Professor Collins: With regard to the first question,—planting of non-immune varieties within the chestnut disease area,—I don't feel like recommending it except on an experimental basis. Perhaps I am recommending something that I might feel like changing my mind about a little later, but, in the present state of our knowledge I would hesitate to recommend planting within the disease infested area. So far as the second question is concerned, the planting of non-immune varieties outside the chestnut growing area, I think there are some pretty good prospects in sight, provided the stock which is obtained is carefully inspected to see that it is free from the blight to begin with, and is watched carefully for at least the first year. The third question, in regard to immune varieties,—if there are any the immunity of which has been demonstrated sufficiently to warrant their being planted,—the Japanese, which are highly resistant, and what some people might consider immune, are the only possibilities so far in sight. The great trouble with the Japanese trees which have been grown in the orchards in parts of the country that have come under my observation, is that they have been grafted on stock which is very susceptible to the disease, and I think it is safe to say that 80 per cent at least, possibly 90 per cent, of the trees that have been killed under these conditions have been killed by the disease girdling below the graft on the susceptible American stock. If we can grow Japanese seedlings under the same conditions, perhaps, that Colonel Sober is raising his Paragons—two years from the seed and then grafting—I don't see why we can't have a tree that is going to be reasonably resistant to the disease; now if we can find some Japanese nuts which are really palatable, really good and sweet, as these three or four that I have mentioned appear to be, I don't see why we cannot have a tree which will be reasonably immune to the disease and at the same time producing an edible nut. The Japanese stock seems to be able to fight off the disease to a certain extent in much the same way that the apple tree can fight off the apple canker, each year the lesion increases a little but each year the growth of the tree overcomes it to a certain extent, and there is a fight between the disease and the tree all the time. Very likely the disease once on the tree will remain on the tree, as far as we can tell at present, for quite a time, but perhaps not kill the tree outright.

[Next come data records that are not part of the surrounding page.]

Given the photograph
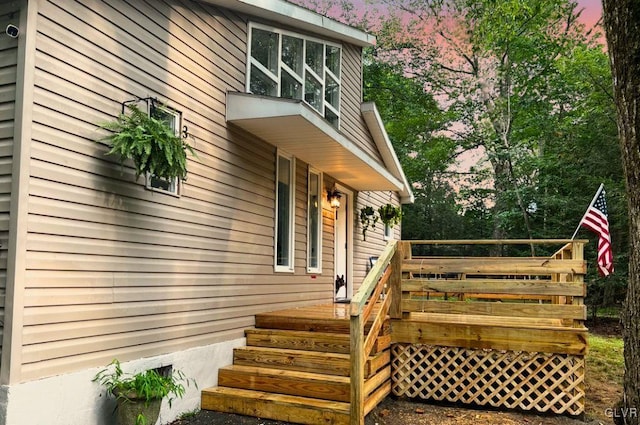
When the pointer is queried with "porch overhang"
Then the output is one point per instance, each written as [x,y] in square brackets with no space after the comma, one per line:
[291,125]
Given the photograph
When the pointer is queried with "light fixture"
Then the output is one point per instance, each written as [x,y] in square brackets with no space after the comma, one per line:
[333,196]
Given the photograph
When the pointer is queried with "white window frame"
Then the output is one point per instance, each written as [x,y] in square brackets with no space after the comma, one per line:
[289,266]
[174,184]
[318,227]
[276,78]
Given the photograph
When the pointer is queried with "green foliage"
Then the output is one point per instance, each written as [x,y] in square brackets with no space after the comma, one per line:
[153,146]
[368,219]
[147,386]
[390,215]
[605,358]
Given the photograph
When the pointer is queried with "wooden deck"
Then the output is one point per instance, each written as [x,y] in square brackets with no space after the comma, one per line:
[498,331]
[296,367]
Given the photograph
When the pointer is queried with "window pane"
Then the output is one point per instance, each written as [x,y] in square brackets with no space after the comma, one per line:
[290,87]
[264,48]
[284,211]
[333,60]
[313,92]
[314,221]
[332,92]
[314,57]
[292,53]
[261,84]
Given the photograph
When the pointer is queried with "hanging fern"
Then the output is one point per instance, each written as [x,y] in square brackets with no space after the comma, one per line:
[368,218]
[149,142]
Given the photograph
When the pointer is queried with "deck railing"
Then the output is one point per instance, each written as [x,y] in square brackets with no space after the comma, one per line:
[549,288]
[370,304]
[503,303]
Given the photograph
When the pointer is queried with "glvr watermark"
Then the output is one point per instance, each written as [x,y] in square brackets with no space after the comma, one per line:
[622,412]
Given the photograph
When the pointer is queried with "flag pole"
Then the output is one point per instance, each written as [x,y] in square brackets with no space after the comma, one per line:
[585,213]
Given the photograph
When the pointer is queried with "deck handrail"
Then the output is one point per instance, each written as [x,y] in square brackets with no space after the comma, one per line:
[371,293]
[556,281]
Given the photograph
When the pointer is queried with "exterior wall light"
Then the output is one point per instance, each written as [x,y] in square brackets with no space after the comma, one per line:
[333,196]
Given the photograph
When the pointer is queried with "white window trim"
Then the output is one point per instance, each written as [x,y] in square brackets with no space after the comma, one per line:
[320,191]
[277,77]
[288,268]
[177,115]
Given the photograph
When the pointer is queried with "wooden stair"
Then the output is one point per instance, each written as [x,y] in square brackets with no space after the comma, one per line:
[295,368]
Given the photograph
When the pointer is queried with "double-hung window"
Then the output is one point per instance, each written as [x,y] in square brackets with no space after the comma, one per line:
[314,222]
[290,65]
[172,119]
[285,213]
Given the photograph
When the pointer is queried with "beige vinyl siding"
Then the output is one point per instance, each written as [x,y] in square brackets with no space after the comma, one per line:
[114,270]
[351,121]
[8,76]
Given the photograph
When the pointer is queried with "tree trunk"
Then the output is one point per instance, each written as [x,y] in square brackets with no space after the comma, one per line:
[622,25]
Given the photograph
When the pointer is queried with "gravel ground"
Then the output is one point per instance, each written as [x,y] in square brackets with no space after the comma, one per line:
[403,412]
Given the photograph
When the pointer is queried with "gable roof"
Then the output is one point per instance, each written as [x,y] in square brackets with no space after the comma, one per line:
[290,14]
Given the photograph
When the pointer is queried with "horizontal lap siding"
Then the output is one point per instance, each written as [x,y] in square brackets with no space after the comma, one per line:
[114,270]
[8,74]
[351,121]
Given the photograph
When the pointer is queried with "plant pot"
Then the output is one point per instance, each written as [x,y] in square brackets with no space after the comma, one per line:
[137,411]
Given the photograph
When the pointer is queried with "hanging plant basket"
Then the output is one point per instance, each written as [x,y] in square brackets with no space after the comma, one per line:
[150,143]
[368,219]
[390,215]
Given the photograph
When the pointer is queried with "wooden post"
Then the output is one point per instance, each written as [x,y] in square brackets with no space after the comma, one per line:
[577,253]
[395,282]
[357,370]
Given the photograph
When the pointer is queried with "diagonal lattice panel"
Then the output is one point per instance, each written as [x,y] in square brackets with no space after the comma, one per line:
[544,382]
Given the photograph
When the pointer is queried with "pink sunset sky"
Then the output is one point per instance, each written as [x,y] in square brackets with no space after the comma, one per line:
[592,11]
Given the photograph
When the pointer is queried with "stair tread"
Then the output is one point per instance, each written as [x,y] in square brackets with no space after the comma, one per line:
[293,351]
[328,342]
[265,371]
[338,335]
[336,406]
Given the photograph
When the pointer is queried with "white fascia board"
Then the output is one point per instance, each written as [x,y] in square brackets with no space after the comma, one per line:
[248,107]
[381,138]
[296,16]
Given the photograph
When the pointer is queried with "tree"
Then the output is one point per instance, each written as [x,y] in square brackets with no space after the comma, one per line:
[493,64]
[622,25]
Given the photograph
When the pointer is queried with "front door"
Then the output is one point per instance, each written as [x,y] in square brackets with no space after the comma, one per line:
[343,228]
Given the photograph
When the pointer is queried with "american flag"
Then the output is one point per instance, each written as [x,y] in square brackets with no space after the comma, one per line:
[595,219]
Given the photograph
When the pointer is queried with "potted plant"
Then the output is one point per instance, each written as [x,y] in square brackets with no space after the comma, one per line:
[390,215]
[368,218]
[152,145]
[139,396]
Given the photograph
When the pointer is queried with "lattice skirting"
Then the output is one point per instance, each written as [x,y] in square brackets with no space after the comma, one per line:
[509,379]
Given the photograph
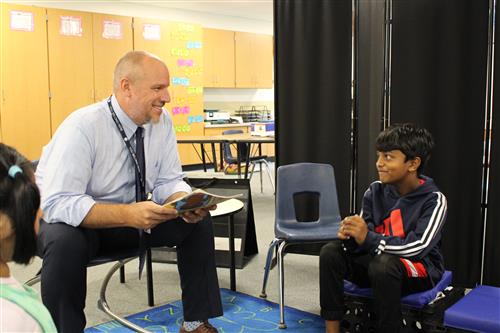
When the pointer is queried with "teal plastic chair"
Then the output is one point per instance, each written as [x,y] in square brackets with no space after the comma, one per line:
[292,180]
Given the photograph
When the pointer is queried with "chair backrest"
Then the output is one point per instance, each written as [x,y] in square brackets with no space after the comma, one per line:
[242,147]
[298,178]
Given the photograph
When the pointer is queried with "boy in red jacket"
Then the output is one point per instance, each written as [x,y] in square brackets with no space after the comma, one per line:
[393,246]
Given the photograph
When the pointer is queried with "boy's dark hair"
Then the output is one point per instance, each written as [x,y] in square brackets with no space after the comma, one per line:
[410,140]
[19,201]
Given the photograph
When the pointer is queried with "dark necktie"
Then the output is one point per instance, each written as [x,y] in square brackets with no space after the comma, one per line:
[140,192]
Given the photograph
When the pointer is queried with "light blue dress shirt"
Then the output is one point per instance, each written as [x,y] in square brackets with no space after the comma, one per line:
[87,162]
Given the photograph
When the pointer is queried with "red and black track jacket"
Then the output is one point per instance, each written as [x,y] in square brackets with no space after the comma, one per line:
[408,226]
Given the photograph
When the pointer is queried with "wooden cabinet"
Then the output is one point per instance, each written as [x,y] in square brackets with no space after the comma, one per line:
[218,58]
[112,39]
[24,111]
[71,67]
[237,59]
[254,60]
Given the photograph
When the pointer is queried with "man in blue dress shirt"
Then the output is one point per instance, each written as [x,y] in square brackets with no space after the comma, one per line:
[87,177]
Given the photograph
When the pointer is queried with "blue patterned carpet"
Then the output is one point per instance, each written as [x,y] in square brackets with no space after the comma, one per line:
[242,314]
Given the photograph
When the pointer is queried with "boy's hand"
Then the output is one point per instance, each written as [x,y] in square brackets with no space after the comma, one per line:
[355,227]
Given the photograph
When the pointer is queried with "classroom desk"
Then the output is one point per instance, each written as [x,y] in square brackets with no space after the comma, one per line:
[230,138]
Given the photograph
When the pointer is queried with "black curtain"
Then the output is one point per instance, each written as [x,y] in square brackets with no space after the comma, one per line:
[312,85]
[370,91]
[438,81]
[492,246]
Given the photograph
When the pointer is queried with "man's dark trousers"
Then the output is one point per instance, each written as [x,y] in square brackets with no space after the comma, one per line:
[66,251]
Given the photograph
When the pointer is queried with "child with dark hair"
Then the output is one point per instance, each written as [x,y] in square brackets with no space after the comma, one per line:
[21,309]
[393,246]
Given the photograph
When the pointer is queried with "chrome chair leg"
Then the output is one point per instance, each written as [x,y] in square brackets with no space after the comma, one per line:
[267,268]
[34,280]
[281,268]
[102,304]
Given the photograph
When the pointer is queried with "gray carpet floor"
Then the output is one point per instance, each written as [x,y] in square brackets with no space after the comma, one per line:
[301,273]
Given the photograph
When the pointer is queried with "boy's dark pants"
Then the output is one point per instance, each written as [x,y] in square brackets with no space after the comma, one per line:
[384,273]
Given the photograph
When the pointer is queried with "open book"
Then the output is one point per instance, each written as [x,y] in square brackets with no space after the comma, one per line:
[198,199]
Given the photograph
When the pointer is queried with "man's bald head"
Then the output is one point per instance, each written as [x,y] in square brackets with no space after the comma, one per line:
[130,66]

Professor Van Deman: Dr. Van Fleet of the Department of Agriculture is working on what seems to be a very fine prospect for raising chestnuts that will be immune and that will have good quality. Japanese chestnuts are the poorest of all in quality but he has taken the chinquapin, which is of high quality but the very smallest of the whole chestnut family, quite common in many of the central and southern states and as far west as Arkansas, has crossed the Japanese chestnut and the chinquapin, and has obtained seedlings that bear very young—when they are not more than four or five feet high sometimes. They are loaded with nuts, and nuts of large size, larger than our ordinary wild chestnut, usually one in a bur just as the chinquapin is and having the high quality of the chinquapin, and he has grown many of those in New Jersey right in the very worst of the disease area and has found some that are exempt. Perhaps some of you have noticed what was published in regard to this in the Rural New-Yorker sometime in the past few months. I have seen the nuts from some of these trees, and while I have never eaten any, I have Dr. Van Fleet's word for it that they are of excellent quality. Now that is something that we might feel quite hopeful about.